Supporting his concern, the raccoons have been destructive within the Diamond Village compound. They live under the porch at one residence where they’ve entered the house through a door screen to eat the cat’s food. They have raided and destroyed an outdoor recycle container at the neighbor’s house. 

At least two raccoon families walk the driveways unafraid while children are outdoors, around 2:00 pm until dusk. There are those in Diamond Village who feed the raccoons and others who have considered trying to capture them. The compound homeowners association (DVHOA) has placed the topic of raccoons on their next agenda. They meet on August 

15, 7:00 p.m. at Black Diamond Library. 

Black Diamond police officer Michael Henrich gave advice about the prolific wildlife (coyotes, raccoon, bear) seen in and about the Diamond Village compound. He said, “As far as the wildlife, all of those animals are typically very skittish and run at the sight of humans, although several of them can have issues with pets like dogs and cats.” He said that if the animals become a problem, it should be addressed with King County Animal Control and the Washington Department of Fish and Wildlife, both of which deal with wild animals. For non-emergency dangerous wildlife complaints, call WA Department of Fish and Wildlife at 877-933-9847. To co-exist with wildlife, do not feed them. Remember what they are attracted to and adjust accordingly: garbage cans, bird feeders, BBQs, beehives, pet foods and household pets. Little children should probably not be excluded from that list.

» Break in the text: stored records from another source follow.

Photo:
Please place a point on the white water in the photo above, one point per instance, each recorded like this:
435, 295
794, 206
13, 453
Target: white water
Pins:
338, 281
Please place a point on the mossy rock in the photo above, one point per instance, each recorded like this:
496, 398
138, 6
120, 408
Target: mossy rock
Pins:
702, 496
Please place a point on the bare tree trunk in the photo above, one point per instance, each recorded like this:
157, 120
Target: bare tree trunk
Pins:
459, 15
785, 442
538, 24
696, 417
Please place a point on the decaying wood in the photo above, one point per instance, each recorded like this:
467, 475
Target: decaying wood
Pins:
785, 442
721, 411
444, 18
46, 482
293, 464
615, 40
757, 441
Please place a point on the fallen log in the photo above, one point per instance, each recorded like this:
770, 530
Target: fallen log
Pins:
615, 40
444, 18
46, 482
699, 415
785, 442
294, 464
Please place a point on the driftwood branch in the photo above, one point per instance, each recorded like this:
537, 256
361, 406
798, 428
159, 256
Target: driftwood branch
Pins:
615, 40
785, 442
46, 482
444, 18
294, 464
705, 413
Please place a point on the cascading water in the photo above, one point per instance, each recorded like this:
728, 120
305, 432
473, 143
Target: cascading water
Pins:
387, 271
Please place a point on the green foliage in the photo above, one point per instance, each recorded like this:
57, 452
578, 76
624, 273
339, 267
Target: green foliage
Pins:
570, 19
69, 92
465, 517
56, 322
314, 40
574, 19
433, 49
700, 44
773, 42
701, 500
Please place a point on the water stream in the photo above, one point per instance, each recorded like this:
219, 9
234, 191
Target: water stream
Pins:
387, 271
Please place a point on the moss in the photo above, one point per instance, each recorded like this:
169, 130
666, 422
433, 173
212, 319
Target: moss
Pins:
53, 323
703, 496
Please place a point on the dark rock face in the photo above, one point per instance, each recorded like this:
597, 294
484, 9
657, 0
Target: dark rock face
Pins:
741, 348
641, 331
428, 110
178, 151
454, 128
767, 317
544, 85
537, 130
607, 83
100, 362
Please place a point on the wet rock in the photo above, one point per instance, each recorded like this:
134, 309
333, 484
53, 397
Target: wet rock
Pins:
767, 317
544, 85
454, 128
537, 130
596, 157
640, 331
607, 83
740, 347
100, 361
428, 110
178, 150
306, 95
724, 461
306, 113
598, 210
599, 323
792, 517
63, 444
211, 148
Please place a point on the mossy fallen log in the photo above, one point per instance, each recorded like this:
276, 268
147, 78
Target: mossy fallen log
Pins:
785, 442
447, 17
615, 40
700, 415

On the lighter side, Ginder Creek flows alongside Diamond Village on the west side. Its choir of singing frogs almost harmonizes with coyotes at bedtime, a definite plus for suburban living. Deer and white-tailed elk walk the grasslands and green shoulders of Roberts Drive on the northwest side of the compound. To their credit, while posing for photo opportunities these wildlife and their dinnertime tastes reduce the faster-than-legal pace on the heavily trafficked Roberts Drive.